As is so often the case, the Chinese minced no words. “The only way the Americans have come up with to improve economic growth has been to take on new loans to repay the old ones,” observed a commentary in the official Xinhua News Agency. Added the editorial, “The United States has long been maintaining economic growth and excessive consumption by means of debt financing, hence masses of economic bubbles, which eventually triggered the financial crisis.”

That latter statement is especially valuable for spotlighting truths long ignored by America’s economic establishment, perhaps willfully. First, given the U.S. economy’s reliance on massive, borrowed government life support, the word “recovery” can’t legitimately describe U.S. economic performance since the Great Recession began. Second, not only was the previous decade’s expansion yet another government-inflated bubble. The stock-market- and tech-fueled growth of the 1990s was largely fake as well.

Explaining its historic decision to cut America’s credit rating, S&P made the growth-debt point by inference. The downgrade’s purely economic rationale was also partly clouded by the firm’s audacious swipe at “the effectiveness, stability and predictability of American policymaking and political institutions.” But the continuing absence of a strategy for healthy growth unmistakably was S&P’s central concern.

Despite an embarrassing budget math mistake that the Obama administration cynically but understandably jumped on, S&P’s overall outlook isn’t easily challenged. In its best-case scenario, real U.S. annual growth averages 3 percent, and net general government debt rises from 74 percent of gross domestic product at the end of this year to 78 percent by 2021. Its worst-case scenario, assuming real average annual growth of 2.5 percent, expects the debt to top 100 percent of the economy by 2012.
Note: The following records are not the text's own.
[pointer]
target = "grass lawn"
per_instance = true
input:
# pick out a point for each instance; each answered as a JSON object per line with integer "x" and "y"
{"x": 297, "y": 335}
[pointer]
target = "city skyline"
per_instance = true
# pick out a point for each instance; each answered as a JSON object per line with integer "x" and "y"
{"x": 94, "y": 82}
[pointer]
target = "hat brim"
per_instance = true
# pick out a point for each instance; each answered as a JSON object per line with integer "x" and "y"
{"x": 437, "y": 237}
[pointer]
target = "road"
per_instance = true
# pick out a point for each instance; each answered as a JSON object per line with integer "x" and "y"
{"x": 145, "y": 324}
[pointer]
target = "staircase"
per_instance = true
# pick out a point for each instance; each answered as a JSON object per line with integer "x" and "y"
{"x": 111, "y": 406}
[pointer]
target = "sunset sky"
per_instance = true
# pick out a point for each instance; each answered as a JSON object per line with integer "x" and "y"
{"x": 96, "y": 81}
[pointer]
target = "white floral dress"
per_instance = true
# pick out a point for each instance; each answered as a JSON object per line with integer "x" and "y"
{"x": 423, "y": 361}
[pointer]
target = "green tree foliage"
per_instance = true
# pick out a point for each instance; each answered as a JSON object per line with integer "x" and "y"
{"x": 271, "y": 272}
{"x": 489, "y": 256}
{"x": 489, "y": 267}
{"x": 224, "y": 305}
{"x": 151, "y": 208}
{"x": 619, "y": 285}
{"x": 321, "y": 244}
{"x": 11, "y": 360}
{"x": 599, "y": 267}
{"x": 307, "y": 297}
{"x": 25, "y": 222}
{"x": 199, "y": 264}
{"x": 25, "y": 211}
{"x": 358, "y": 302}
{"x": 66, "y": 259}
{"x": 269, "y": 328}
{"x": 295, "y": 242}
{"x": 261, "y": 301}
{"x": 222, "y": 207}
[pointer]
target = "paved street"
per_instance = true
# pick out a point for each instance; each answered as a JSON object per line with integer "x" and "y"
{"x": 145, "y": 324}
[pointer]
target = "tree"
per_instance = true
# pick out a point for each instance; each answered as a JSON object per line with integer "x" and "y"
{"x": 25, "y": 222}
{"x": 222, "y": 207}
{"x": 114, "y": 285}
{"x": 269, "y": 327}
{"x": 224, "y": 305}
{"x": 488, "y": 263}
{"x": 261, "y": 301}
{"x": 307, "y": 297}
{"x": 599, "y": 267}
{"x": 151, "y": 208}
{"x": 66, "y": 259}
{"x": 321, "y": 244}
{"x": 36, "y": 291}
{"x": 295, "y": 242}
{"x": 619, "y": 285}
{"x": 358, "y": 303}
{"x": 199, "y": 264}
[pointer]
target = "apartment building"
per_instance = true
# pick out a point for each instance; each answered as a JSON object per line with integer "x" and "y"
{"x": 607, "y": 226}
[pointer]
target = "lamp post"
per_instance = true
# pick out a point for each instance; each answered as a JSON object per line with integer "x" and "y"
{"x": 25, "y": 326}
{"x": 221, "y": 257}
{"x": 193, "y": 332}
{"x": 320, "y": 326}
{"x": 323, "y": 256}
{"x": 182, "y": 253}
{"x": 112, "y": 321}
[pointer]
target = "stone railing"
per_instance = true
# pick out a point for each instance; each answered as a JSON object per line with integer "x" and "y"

The kicker is that growth nowadays is barely half that worst-case rate — even after the massive Washington-generated stimulus that no thinking person expects to resume on anywhere near its previous scale. Unless the economy, for some mysterious reason, starts exhibiting much more vigor, the resulting lower taxable activity could balloon existing debt even faster.

Not that Beijing or S&P should be considered a policy oracle. China’s recommendation that Washington balance budgets by slashing “gigantic military expenditure” is transparently self-serving, while its attacks on America’s “bloated social welfare costs” ignore how heavily its export-obsessed economy depends on strong U.S. consumption. As S&P made clear, it’s a business, not a think tank, and it “takes no position” on repairing America’s tattered public finances.

But at least the Chinese understand that the foundations of national material power are saving and producing, not borrowing and spending. And S&P has displayed the ability to learn. On both counts, that’s more than can be said for Washington these days.

Alan Tonelson is a research fellow at the U.S. Business and Industry Council, a national business organization whose nearly 2,000 members are mainly small- and medium-sized domestic manufacturers. Author of “The Race to the Bottom,” Mr. Tonelson also is a contributor to the council’s website, www.American EconomicAlert.org.